BAG  He gave them the bag, i.e. left them.
 
BAG OF NAILS  He squints like a bag of nails; ie: his eyes are directed as many ways as the points of a bag of nails. The old BAG OF NAILS at Pimlico; originally the BACCHANALS.
 
BAGGAGE  Heavy baggage; women and children. Also a familiar epithet for a woman; as, cunning baggage, wanton baggage, etc.
 
BLACK SPICE RACKET  To rob chimney sweepers of their soot, bag and soot.
 
BUBBLE AND SQUEAK  Beef and cabbage fried together.
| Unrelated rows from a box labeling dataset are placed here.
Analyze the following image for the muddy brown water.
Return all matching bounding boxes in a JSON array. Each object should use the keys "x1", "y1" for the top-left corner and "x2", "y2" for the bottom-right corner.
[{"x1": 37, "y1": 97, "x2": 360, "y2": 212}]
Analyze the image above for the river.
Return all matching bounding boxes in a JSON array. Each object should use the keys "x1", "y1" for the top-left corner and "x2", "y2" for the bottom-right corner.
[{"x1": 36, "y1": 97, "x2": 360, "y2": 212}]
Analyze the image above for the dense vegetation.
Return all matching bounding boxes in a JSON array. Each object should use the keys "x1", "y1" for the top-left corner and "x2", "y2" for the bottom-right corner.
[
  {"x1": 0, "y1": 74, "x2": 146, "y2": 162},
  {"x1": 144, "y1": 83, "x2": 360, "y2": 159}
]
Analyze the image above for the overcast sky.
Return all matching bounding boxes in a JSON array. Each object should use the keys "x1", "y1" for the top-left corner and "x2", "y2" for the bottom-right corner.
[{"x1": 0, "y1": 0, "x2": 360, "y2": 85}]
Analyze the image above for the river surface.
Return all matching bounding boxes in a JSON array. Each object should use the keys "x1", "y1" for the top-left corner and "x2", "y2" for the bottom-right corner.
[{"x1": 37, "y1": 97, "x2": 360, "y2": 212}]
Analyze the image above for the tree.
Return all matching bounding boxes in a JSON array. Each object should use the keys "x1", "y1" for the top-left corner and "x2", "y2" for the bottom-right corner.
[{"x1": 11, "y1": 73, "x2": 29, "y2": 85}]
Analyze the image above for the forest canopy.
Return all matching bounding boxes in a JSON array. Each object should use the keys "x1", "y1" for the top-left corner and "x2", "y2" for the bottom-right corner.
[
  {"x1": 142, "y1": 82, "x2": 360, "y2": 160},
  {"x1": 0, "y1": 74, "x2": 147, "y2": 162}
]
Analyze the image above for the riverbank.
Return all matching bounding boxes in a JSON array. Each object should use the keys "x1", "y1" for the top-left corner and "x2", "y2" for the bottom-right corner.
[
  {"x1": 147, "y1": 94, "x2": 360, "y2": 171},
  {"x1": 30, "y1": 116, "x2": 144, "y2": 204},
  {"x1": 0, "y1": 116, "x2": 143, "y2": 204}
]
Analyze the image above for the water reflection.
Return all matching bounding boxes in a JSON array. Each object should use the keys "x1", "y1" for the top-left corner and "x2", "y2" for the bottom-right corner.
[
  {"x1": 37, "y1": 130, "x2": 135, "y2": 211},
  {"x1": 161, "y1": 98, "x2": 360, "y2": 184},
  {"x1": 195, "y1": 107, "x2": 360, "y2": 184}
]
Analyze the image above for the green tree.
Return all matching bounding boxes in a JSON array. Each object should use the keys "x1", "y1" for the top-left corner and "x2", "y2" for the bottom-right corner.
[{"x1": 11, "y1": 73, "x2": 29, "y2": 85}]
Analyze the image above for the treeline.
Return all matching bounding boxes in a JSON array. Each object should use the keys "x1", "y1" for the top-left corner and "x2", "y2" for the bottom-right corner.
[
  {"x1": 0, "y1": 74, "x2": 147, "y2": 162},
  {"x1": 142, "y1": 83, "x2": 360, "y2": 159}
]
It is so called from its bubbling up and squeaking whilst over the fire.
 
CABBAGE  Cloth, stuff, or silkpurloined by laylors from their employers, which they deposit in a place called HELL, or their EYE: from the first, when taxed, with their knavery, they equivocally swear, that if they have taken any, they wish they may find it in HELL; or, alluding to the second, protest, that what they have over and above is not more than they could put in their EYE. - When the scrotum is relaxed or whiffled, it is said they will not cabbage.
 
CAT AND BAGPIPEAN SOCIETY  A society which met at their office in the great western road: in their summons, published in the daily papers, it was added, that the kittens might come with the old cats without being scratched.
 
COLCANNON  Potatoes and cabbage pounded together in a mortar, and then stewed with butter: an Irish dish.
 
CRIBBAGE-FACED  Marked with the small pox, the pits bearing a kind of resemblance to the holes in a cribbage-board.
 
DANDY GREY RUSSET  A dirty brown. His coat's dandy grey russet, the colour of the Devil's nutting bag.
 
DOODLE SACK  A bagpipe. Dutch. - Also the private parts of a woman.
 
FLABAGASTED  Confounded.
 
FLICKING  Cutting. Flick me some panam and caffan; cut me some bread and cheese. Flick the peter; cut off the cloak-bag, or portmanteau.
 
GOOD MAN  A word of various imports, according to the place where it is spoken: in the city it means a rich man; at Hockley in the Hole, or St. Giles's, an expert boxer; at a bagnio in Covent Garden, a vigorous fornicator; at an alehouse or tavern, one who loves his pot or bottle; and sometimes, though but rarely, a virtuous man
 
GREEN BAG  An attorney: those gentlemen carry their clients' deeds in a green bag; and, it is said, when they have no deeds to carry, frequently fill them with an old pair of breeches, or any other trumpery, to give themselves the appearance of business.
 
GUTS AND GARBAGE  A very fat man or woman. More guts than brains; a silly fellow. He has plenty of guts, but no bowels: said of a hard, merciless, unfeeling person.
 
HEDGE WHORE  An itinerant harlot, who bilks the bagnios and bawdy-houses, by disposing of her favours on the wayside, under a hedge; a low beggarly prostitute.
 
HELL  A taylor's repository for his stolen goods, called cabbage: see CABBAGE. Little hell; a small dark covered passage, leading from London-wall to Bell-alley.
 
HUMMUMS  A bagnio, or bathing house.
 
LOUSE BAG  A black bag worn to the hair or wig.
 
NOSE BAG  A bag fastened to the horse's head, in which the soldiers of the cavalry put the oats given to their horses: whence the saying, I see the hose bag in his face; i.e. he has been a private man, or rode private.
 
PETER  A portmanteau or cloke-bag. Biter of peters; one that makes it a trade to steal boxes and trunks from behind stage coaches or out of waggons. To rob Peter to pay Paul; to borrow of one man to pay another: styled also manoeuvring the apostles.
 
PRAD LAY  Cutting bags from behind horses.
 
SANGAREE  Rack punch was formerly so called in bagnios.
 
SHAG-BAG, or SHAKE-BAG  A poor sneaking fellow; a man of no spirit: a term borrowed from the cock-pit.
 
STRUM  A perriwig. Rum strum: a fine large wig. (CAMBRIDGE) To do a piece. Foeminam subagitare.